Digging through the dirt

Abstract

Autonomous robots are often successfully deployed in controlled environments. Operation in uncontrolled situations remains challenging; it is hypothesized that the detection of abstract discrete states (ADS) can improve operation in these circumstances. ADS are high-level system states that are not directly detectable and influence system dynamics. An example of a typical ADS problem that is used in this thesis is that of a wheeled robot driving through puddles of mud that, when entered, alters the velocity of the robot. When the robot is in such a puddle, it is in an ADS 'mud', and when it is not, it is in an ADS 'free'. ADS can be indirectly inferred through the analysis of lower-level data such as the velocity of the robot.

The goal of this thesis is to design a general abstract discrete state estimator (ADSE) operating with limited prior knowledge. An ADSE is a hierarchical system for detecting changes in ADS. The ADSE should be general; applicable to multiple ADSE problems. The ADSE should further operate under limited prior knowledge: only assuming that the amount of ADS and the ADS that describes the regular operation are known. The basis for the ADSE designed in this thesis is a Gaussian hidden Markov model (GHMM), a hidden Markov model enhanced with Gaussian emissions.

Randomly generated experiments are done on a simple but general ADSE problem. Two unsupervised learning methods derived from Expectation Maximization are evaluated, namely Baum-Welch (BW) and forward extraction (FWE). FWE is introduced in this thesis and is a simpler implementation of Viterbi extraction, leveraging assumptions of ADSE to in theory gain computational efficiency. We found that both BW and FWE exhibit superior performance compared to a likelihood-based baseline estimator when the maximum score of the learning curve is considered. When the final score is considered, in some cases, FWE displays a deteriorating learning curve, resulting in worse final scores compared to the baseline. Furthermore, it was found that the lower the overlap coefficient (therefore the less similar the ADS), the higher the maximum reached score. It was further shown that BW exhibits better convergence than FWE to the true model parameters. Besides this, FWE obtained comparable or in some cases even superior scores compared to BW.
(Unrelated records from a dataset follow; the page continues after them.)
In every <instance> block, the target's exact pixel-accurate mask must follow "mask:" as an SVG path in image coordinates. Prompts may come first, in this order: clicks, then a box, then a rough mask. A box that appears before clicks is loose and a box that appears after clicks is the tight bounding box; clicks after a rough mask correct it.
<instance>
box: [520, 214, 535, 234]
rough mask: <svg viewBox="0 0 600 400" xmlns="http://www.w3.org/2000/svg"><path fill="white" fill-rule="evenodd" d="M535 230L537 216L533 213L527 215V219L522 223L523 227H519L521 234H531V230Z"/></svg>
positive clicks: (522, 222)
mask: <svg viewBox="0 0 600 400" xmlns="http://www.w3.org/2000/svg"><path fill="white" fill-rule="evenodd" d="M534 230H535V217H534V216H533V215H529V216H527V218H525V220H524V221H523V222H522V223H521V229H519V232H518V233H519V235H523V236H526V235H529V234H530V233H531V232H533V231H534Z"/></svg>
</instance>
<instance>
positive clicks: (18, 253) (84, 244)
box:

In general, from the results, the diversity of the experiments conducted, and the assumptions made we can conclude that the GHMM can be a general method for an ADSE with limited prior knowledge. To quantify the suitability of the GHMM for ADSE, further research should include the evaluation of different ADSE methods on the same problem. There exists a tradeoff between the lower computational cost FWE and the more stable but more computationally intensive BW learning. Therefore, future research can include a combination of these methods. Other extensions include extending the GHMM to a Gaussian mixture hidden Markov model to allow for the modeling of more complex distributions, or the application to multiple states or a changing environment.